Paradójicamente, nunca me arrepentí de reproducirme. Incluso se podría decir que amo a mi hijo, y que lo amo más cada vez que reconozco en él los rastros de mis propios defectos. Los veo desplegarse con un determinismo implacable, y me regocijo. Me regocijo sin ninguna modestia al ver repetidas, incluso vueltas permanentes, características personales que carecen de toda peculiaridad rescatable, características por lo general dignas de piedad, cuyo único mérito es ser mías. Es más: ni siquiera son exactamente mías; soy consciente que provienen directamente de ese soberano conchudo: mi padre. Pero nada de eso quita la felicidad que siento. Y esta felicidad es más que mero egoísmo: es más profundo, más indisputable.
Por otro lado, lo que me deprime de mi hijo es verlo desplegar (¿se debe acaso a la influencia de su madre? ¿a los tiempos diferentes en los que vivimos? ¿pura individualidad?) características de una personalidad autónoma, en la que no me puedo reconocer y que me resulta completamente extraña. Lejos de maravillarme por esto, descubro que sólo dejaré en el mundo una imagen tenue e incompleta de mí.
La filosofía occidental no alienta sentimientos de este tipo. Son sentimientos que no dejan margen para la libertad y la individualidad, y aspiran a una repetición tan eterna como idiota. No hay nada original en ellos; son compartidos por la gran mayoría de la humanidad, incluso del reino animal; y no son sino la memoria viva de un instinto biológico arrollador. La filosofía occidental es un entrenamiento largo, paciente y cruel cuyo objetivo es convencernos de que unas pocas ideas malas son correctas. La primera idea es que debemos respetar a otros hombres porque son diferentes a nosotros; la segunda es que tendremos algo que ganar en el momento de nuestra muerte. Hoy, gracias a la tecnología occidental, esta fachada comienza a resquebrajarse. Por supuesto que me clonaré apenas pueda; por supuesto que todos se clonarán apenas puedan. Viajaré a las Bahamas, Nueva Zelanda o las Canarias; pagaré el precio que me pidan (las demandas financieras y morales han contado siempre poco al lado de la demanda de reproducción). Tendré dos o tres clones, igual que ustedes tienen dos o tres hijos. Entre cada nacimiento, dejaré una brecha adecuada (no demasiado ancha, no demasiado angosta). Como el hombre maduro que soy, me comportaré como un padre responsable. Me aseguraré de que mis clones reciban una buena educación. Y después moriré. Moriré sin placer, porque no deseo la muerte. A través de mis clones, habré alcanzado una forma de supervivencia –no completamente satisfactoria, pero superior a la que me hubieran ofrecido los hijos convencionales–. Por el momento, es lo más que la tecnología occidental puede ofrecer.
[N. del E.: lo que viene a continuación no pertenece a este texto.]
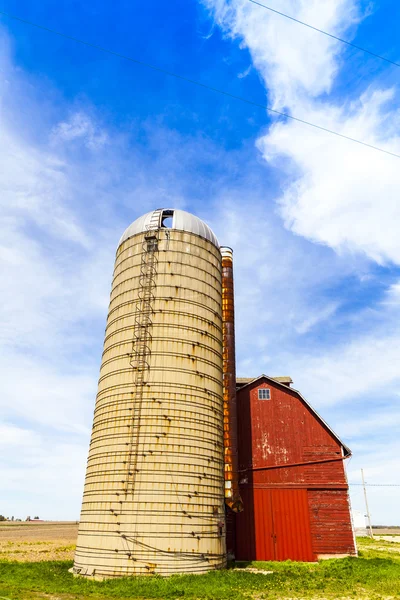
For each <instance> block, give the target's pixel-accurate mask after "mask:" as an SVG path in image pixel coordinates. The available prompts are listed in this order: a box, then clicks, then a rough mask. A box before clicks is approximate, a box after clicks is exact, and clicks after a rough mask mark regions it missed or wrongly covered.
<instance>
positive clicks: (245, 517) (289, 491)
mask: <svg viewBox="0 0 400 600" xmlns="http://www.w3.org/2000/svg"><path fill="white" fill-rule="evenodd" d="M291 383H292V380H291V379H290V377H280V378H271V377H267V376H266V375H261V376H260V377H258V378H256V379H237V387H238V390H237V406H238V415H240V418H239V419H238V453H239V483H240V492H241V496H242V498H243V503H244V506H245V510H244V511H243V512H242V513H240V514H236V515H233V514H232V513H231V514H230V515H228V519H227V546H228V552H230V553H231V554H232V553H233V554H234V555H235V557H236V559H237V560H287V559H291V560H300V561H316V560H318V559H319V558H326V557H331V556H332V557H340V556H346V555H355V554H356V547H355V538H354V533H353V528H352V520H351V516H350V506H349V497H348V484H347V480H346V475H345V470H344V465H343V462H344V459H345V458H347V457H349V456H350V455H351V452H350V450H349V448H348V447H347V446H346V445H345V444H343V442H342V441H341V440H340V439H339V438H338V436H337V435H336V434H335V433H334V432H333V431H332V430H331V429H330V427H329V426H328V425H327V423H325V421H324V420H323V419H322V418H321V417H320V416H319V415H318V413H317V412H316V411H315V410H314V409H313V408H312V407H311V406H310V405H309V404H308V402H307V401H306V400H305V398H303V396H302V395H301V394H300V392H298V391H297V390H294V389H292V388H291V387H290V385H291Z"/></svg>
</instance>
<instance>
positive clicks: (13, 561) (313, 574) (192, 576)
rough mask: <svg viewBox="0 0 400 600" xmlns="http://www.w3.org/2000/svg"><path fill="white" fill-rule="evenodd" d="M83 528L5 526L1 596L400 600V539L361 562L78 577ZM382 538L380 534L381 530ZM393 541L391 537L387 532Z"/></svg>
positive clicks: (5, 597) (347, 562)
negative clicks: (104, 577)
mask: <svg viewBox="0 0 400 600" xmlns="http://www.w3.org/2000/svg"><path fill="white" fill-rule="evenodd" d="M76 533H77V525H76V523H5V524H3V523H1V524H0V549H1V554H0V557H1V559H0V598H1V599H4V598H5V599H7V600H78V599H79V600H111V599H117V600H122V599H123V598H124V599H125V598H130V599H131V600H134V599H139V598H140V599H142V600H150V599H153V598H158V599H168V600H170V599H171V600H177V599H180V598H187V599H190V600H200V599H201V600H225V599H229V600H236V599H237V600H245V599H246V600H264V599H265V600H266V599H271V600H272V599H274V600H278V599H281V600H289V599H292V600H294V599H298V600H300V599H301V600H311V599H312V600H323V599H329V600H333V599H335V600H336V599H337V600H339V599H340V600H350V599H371V600H379V599H380V600H391V599H394V598H400V543H399V541H400V537H399V538H397V537H393V539H392V541H387V540H385V539H383V537H382V538H381V537H379V538H378V537H377V538H376V539H375V540H370V539H369V538H359V539H358V543H359V551H360V556H359V558H346V559H341V560H328V561H323V562H321V563H318V564H312V563H292V562H290V561H288V562H284V563H274V562H268V563H260V562H259V563H251V564H241V565H237V566H236V567H235V568H230V569H228V570H226V571H219V572H218V571H214V572H212V573H208V574H206V575H180V576H174V577H170V578H161V577H157V576H153V577H137V578H127V579H119V580H108V581H88V580H83V579H80V578H74V577H73V576H72V575H71V574H70V573H69V572H68V569H69V568H70V567H71V566H72V558H73V551H74V544H75V540H76ZM375 533H376V534H377V533H378V532H375ZM379 533H382V536H384V537H386V536H387V535H388V534H389V535H391V532H390V533H389V532H387V531H385V532H383V531H382V532H379Z"/></svg>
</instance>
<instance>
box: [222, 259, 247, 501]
mask: <svg viewBox="0 0 400 600" xmlns="http://www.w3.org/2000/svg"><path fill="white" fill-rule="evenodd" d="M221 252H222V332H223V395H224V455H225V503H226V504H227V506H229V508H231V509H232V510H233V511H234V512H241V511H242V510H243V502H242V498H241V496H240V491H239V475H238V439H237V404H236V364H235V316H234V289H233V260H232V251H231V250H230V249H228V248H227V249H222V250H221Z"/></svg>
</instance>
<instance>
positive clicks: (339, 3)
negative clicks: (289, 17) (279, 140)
mask: <svg viewBox="0 0 400 600" xmlns="http://www.w3.org/2000/svg"><path fill="white" fill-rule="evenodd" d="M203 4H204V5H205V6H206V7H207V8H208V9H209V10H210V11H211V12H212V14H213V16H214V19H215V21H216V22H217V23H218V24H219V25H220V27H222V29H223V30H224V32H225V33H226V34H227V35H229V36H231V37H233V38H238V39H239V40H240V41H241V44H242V46H243V47H246V48H248V50H249V52H250V54H251V57H252V60H253V63H254V66H255V67H256V68H257V69H258V71H259V72H260V74H261V76H262V77H263V79H264V81H265V82H266V84H267V86H268V92H269V94H270V95H271V98H272V106H273V107H274V108H278V107H280V108H282V106H290V107H291V106H293V103H294V102H295V101H296V102H297V101H298V100H299V96H301V97H305V94H307V96H308V97H309V96H310V95H311V96H313V97H315V96H318V95H320V94H322V93H324V92H329V91H330V89H331V86H332V83H333V80H334V77H335V75H336V73H337V70H338V64H337V57H338V56H340V54H341V52H342V45H341V44H340V43H338V42H337V41H335V40H333V39H332V38H329V37H326V36H323V35H320V34H318V33H316V32H315V31H311V30H310V29H307V28H305V27H302V26H300V25H298V24H297V23H294V22H293V21H290V20H288V19H285V18H284V17H282V16H280V15H277V14H273V13H271V12H270V11H268V10H266V9H263V8H262V7H260V6H256V5H254V4H252V3H250V2H248V0H235V1H233V2H227V1H226V0H203ZM268 5H269V6H271V8H275V9H277V10H279V11H280V12H283V13H286V14H288V15H291V16H293V17H295V18H297V19H299V20H302V21H304V22H308V23H312V24H313V25H314V26H315V27H318V28H320V29H325V30H328V31H329V32H330V33H332V34H334V35H339V34H340V33H343V31H344V30H346V29H348V28H349V27H350V26H352V25H354V24H356V23H357V22H358V21H359V19H360V15H359V11H358V8H357V2H356V1H355V0H327V1H325V2H319V1H318V0H300V1H299V0H281V1H280V2H279V3H278V2H276V1H275V2H269V3H268Z"/></svg>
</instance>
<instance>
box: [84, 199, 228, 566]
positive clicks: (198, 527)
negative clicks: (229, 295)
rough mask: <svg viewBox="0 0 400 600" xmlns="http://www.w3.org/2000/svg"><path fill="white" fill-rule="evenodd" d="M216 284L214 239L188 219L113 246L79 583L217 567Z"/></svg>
mask: <svg viewBox="0 0 400 600" xmlns="http://www.w3.org/2000/svg"><path fill="white" fill-rule="evenodd" d="M171 219H172V223H171V226H170V227H167V226H166V224H167V222H169V221H170V220H171ZM221 277H222V265H221V253H220V249H219V246H218V242H217V239H216V237H215V235H214V234H213V232H212V231H211V229H210V228H209V227H208V226H207V225H206V224H205V223H203V222H202V221H201V220H200V219H198V218H197V217H195V216H193V215H191V214H189V213H187V212H185V211H181V210H164V209H159V210H155V211H153V212H150V213H148V214H146V215H144V216H142V217H140V218H139V219H137V220H136V221H135V222H134V223H132V225H131V226H130V227H128V229H127V230H126V231H125V233H124V235H123V236H122V238H121V241H120V244H119V246H118V250H117V256H116V262H115V270H114V278H113V284H112V290H111V300H110V306H109V313H108V319H107V327H106V332H105V341H104V351H103V357H102V363H101V370H100V379H99V387H98V394H97V400H96V407H95V414H94V422H93V431H92V437H91V442H90V450H89V458H88V465H87V472H86V480H85V489H84V496H83V503H82V512H81V519H80V524H79V534H78V542H77V548H76V554H75V562H74V567H73V571H74V573H76V574H80V575H86V576H99V577H117V576H126V575H135V574H145V573H160V574H163V575H167V574H170V573H185V572H192V573H200V572H205V571H208V570H210V569H215V568H222V567H224V566H225V564H226V550H225V525H224V524H225V518H224V436H223V431H224V413H223V390H222V387H223V374H222V287H221Z"/></svg>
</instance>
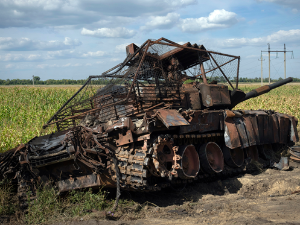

Mientras escribo, me resulta imposible prever si mis clones nacerán fuera del vientre de una mujer. Lo que aparenta ser, para al neófito, más sencillo (el intercambio nutricional a través de la placenta es a priori menos misterioso que el acto de la fertilización) resultó lo más complicado de replicar. En un futuro en el que la técnica haya progresado lo suficiente, mis futuros chicos, mis clones, pasarán el comienzo de sus existencias en un frasco; y eso me entristece un poco. Me gustan las conchas de mujer, me gusta estar en sus úteros, en la cálida elasticidad de sus vaginas. Comprendo los requerimientos de la técnica; comprendo las razones que llevarán, progresivamente, hacia la gestación in vitro; sólo me permito, en este punto, un ramalazo de nostalgia. ¿Tendrán, ellos, mis queridos pequeños, una debilidad por las conchas? Por su propio bien, esoespero. Existen múltiples fuentes de entretenimiento en el mundo, pero pocos placeres –y pocos de ellos son inofensivos.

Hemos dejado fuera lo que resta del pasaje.